The German Dream – Utopien aus den Reihenhäusern, bis 11. August, Grassi- Museum für Völkerkunde, www.grassi-voelkerkunde.skd.museum
Text: Mathias Schulze
Auf der Suche nach dem „deutschen Wesen“. Das Grassi-Museum für Völkerkunde sucht in der Ausstellung „The German Dream – Utopien aus den Reihenhäusern“ eine Chimäre
Anfangs kann das Interesse groß sein, eine „Feldforschungsreise quer durch die materiellen Zeugnisse, Eigenarten und Imaginationswelten“ der Gemeinschaft „der Deutschen“ wird im Eingangsbereich der Ausstellung „The German Dream – Utopien aus den Reihenhäusern“ versprochen.
Die Gemeinschaft der Deutschen? Während man sich fragt, was und wer das sein soll, betritt man eine Reflexionsebene, die die Schau nicht zu bedienen weiß. Irritierend ist es, dass ein so offenkundig auch heute instrumentalisierter Begriff wie das kollektive „Wir“, also „die Deutschen“, gar nicht thematisiert wird, sieht man mal von den gesetzten Anführungszeichen ab. Stattdessen steht man in einem durchaus imposanten Sammelsurium aus Fotografien, Kunstinstallationen, Materialsammlungen und Videos. Weiße Socken in Sandalen, Bier, Autobahnen und Gartenzwerge.
Hier geht man tatsächlich auf Merkmalssuche des „deutschen Wesens“. Die Problematik, die damit verbunden ist, kann erläutert werden: Da ist eine ehemalige Leipziger Kneipe, die nach 143 Jahren wegen Mieterhöhung schließen musste, fast komplett zu sehen. Okay, aber Verdrängung und Gentrifizierung trifft die deutsche Finanzelite anders, als den deutschen Mittelständler – von der „Gemeinschaft der Deutschen“ keine Spur.
Oder nehmen wir die Bierdeckelsammlung, da ist notiert: „Ich bin so deutsch, dass ich nachts an der roten Ampel warte.“ Ja, Disziplin ist eine Eigenschaft, nur wird die vielzitierte „deutsche“ Disziplin in den verschiedensten Schichten ganz unterschiedlich gelebt – von der „Gemeinschaft der Deutschen“ keine Spur.
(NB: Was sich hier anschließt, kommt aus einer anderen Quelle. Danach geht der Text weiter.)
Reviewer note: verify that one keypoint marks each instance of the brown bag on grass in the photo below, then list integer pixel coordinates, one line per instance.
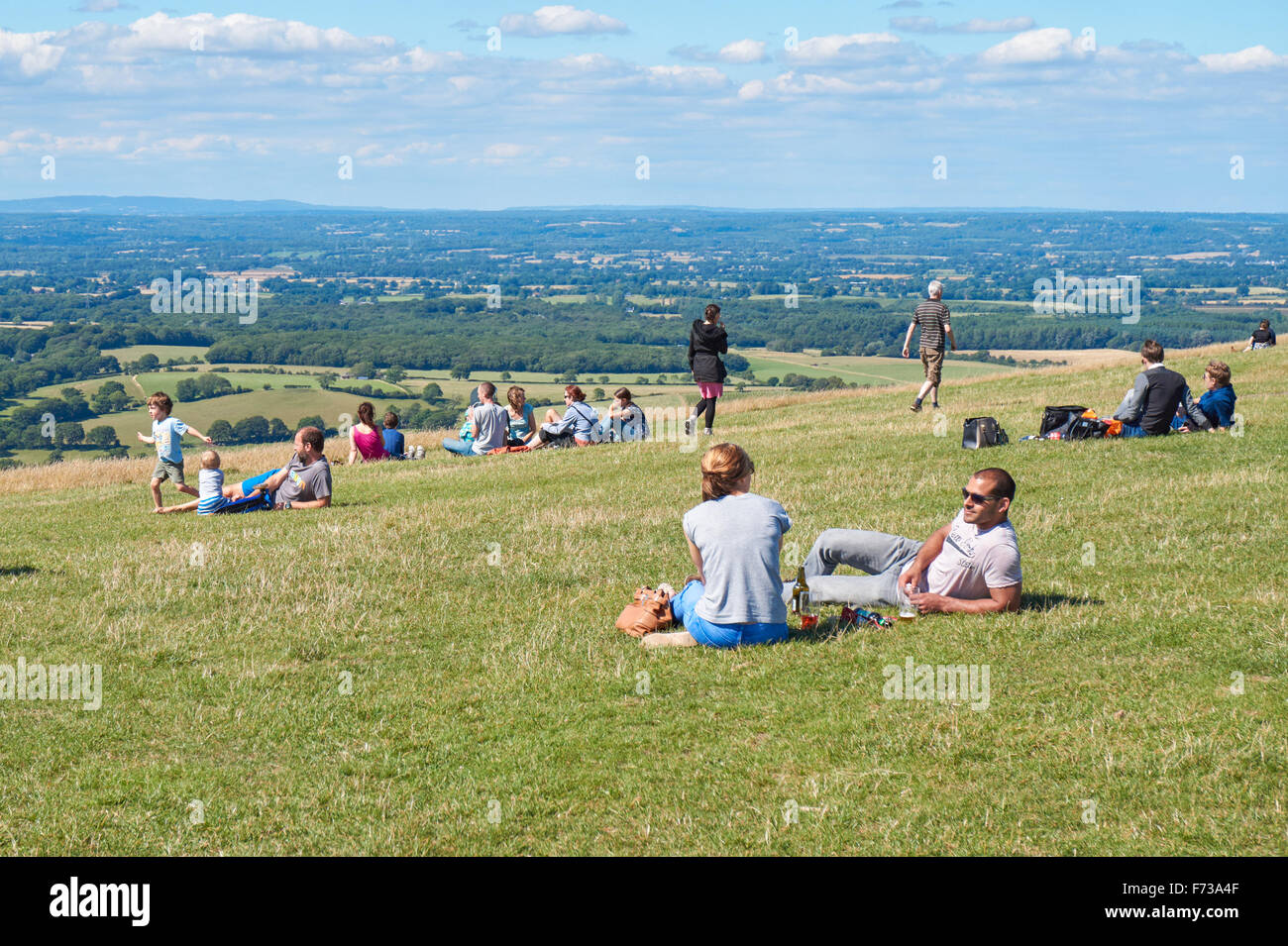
(649, 611)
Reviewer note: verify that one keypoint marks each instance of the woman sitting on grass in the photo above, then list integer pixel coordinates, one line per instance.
(625, 421)
(578, 428)
(523, 425)
(366, 439)
(734, 540)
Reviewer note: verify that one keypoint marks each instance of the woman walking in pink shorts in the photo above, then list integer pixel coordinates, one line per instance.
(707, 341)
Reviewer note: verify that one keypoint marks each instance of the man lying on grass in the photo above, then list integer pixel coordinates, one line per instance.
(301, 484)
(973, 564)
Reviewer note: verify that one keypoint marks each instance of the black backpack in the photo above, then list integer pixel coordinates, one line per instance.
(983, 431)
(1059, 418)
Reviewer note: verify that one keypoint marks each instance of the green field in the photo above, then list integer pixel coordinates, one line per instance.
(861, 369)
(430, 666)
(163, 352)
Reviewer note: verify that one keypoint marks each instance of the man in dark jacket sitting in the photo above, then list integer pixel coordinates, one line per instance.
(1154, 398)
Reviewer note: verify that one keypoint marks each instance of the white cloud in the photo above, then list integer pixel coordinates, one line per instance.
(507, 151)
(243, 34)
(836, 48)
(686, 76)
(742, 52)
(814, 85)
(1010, 25)
(914, 25)
(1033, 47)
(589, 62)
(555, 21)
(412, 60)
(928, 25)
(30, 53)
(1244, 60)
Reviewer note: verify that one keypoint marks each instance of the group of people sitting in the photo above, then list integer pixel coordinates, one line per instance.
(493, 429)
(1159, 399)
(737, 596)
(304, 482)
(369, 444)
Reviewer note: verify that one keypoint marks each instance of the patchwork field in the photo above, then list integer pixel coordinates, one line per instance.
(430, 667)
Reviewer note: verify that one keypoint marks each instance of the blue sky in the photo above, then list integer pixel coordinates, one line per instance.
(738, 104)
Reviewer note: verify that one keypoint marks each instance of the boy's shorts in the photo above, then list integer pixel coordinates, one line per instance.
(932, 361)
(165, 470)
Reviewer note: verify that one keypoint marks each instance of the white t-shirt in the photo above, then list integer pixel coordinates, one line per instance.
(973, 562)
(493, 422)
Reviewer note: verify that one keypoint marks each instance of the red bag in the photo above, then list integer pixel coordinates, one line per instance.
(649, 611)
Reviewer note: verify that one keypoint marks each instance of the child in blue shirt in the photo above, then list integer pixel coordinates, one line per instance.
(166, 434)
(394, 443)
(1218, 400)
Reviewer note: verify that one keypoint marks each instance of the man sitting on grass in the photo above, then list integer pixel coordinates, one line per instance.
(973, 564)
(1157, 395)
(301, 484)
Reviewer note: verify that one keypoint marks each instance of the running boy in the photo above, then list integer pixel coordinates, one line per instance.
(166, 434)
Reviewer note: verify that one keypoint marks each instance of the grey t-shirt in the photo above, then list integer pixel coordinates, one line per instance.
(973, 562)
(493, 422)
(739, 538)
(304, 482)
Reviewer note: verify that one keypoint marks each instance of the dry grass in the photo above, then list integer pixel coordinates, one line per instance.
(237, 463)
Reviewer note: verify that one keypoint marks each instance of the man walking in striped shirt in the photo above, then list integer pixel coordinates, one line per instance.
(932, 318)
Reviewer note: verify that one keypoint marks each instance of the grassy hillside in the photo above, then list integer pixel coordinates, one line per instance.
(494, 709)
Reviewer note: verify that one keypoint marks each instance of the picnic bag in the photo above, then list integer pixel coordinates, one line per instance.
(1059, 418)
(649, 611)
(983, 431)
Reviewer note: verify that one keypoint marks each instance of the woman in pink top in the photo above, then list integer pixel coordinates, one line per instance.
(366, 439)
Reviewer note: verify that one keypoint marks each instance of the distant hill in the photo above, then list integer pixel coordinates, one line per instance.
(159, 205)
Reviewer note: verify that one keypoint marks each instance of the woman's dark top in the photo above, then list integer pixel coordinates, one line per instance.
(706, 344)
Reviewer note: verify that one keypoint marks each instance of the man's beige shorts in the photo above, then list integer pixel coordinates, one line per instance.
(932, 361)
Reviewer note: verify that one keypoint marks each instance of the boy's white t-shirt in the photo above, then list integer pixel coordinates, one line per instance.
(167, 434)
(210, 490)
(973, 562)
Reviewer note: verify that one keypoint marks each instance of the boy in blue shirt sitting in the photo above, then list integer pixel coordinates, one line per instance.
(1216, 403)
(394, 443)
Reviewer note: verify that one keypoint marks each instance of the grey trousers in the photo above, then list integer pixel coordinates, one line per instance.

Nehmen wir die Fastnachts- und Faschingsbräuche. Ist es nicht Aufgabe einer ethnologische Untersuchung zu klären, wer und warum derlei Verkleidungen zelebriert werden? Stattdessen sieht man ein paar Kostüme. Oder nehmen wir den Raum namens das „Kellerloch der Nation“: Was hat das Rammstein-Video zum Song „Deutschland“, ein popkulturelles Phänomen, mit dem vor einer Nietzsche-Büste posierenden Hitler zu tun? Statt der seit Jahrhunderten andauernden Raserei nach der Chimäre des „deutschen Wesens“ nachzugeben, hätte man eben diese Raserei thematisieren können. Das wäre lohnenswert gewesen.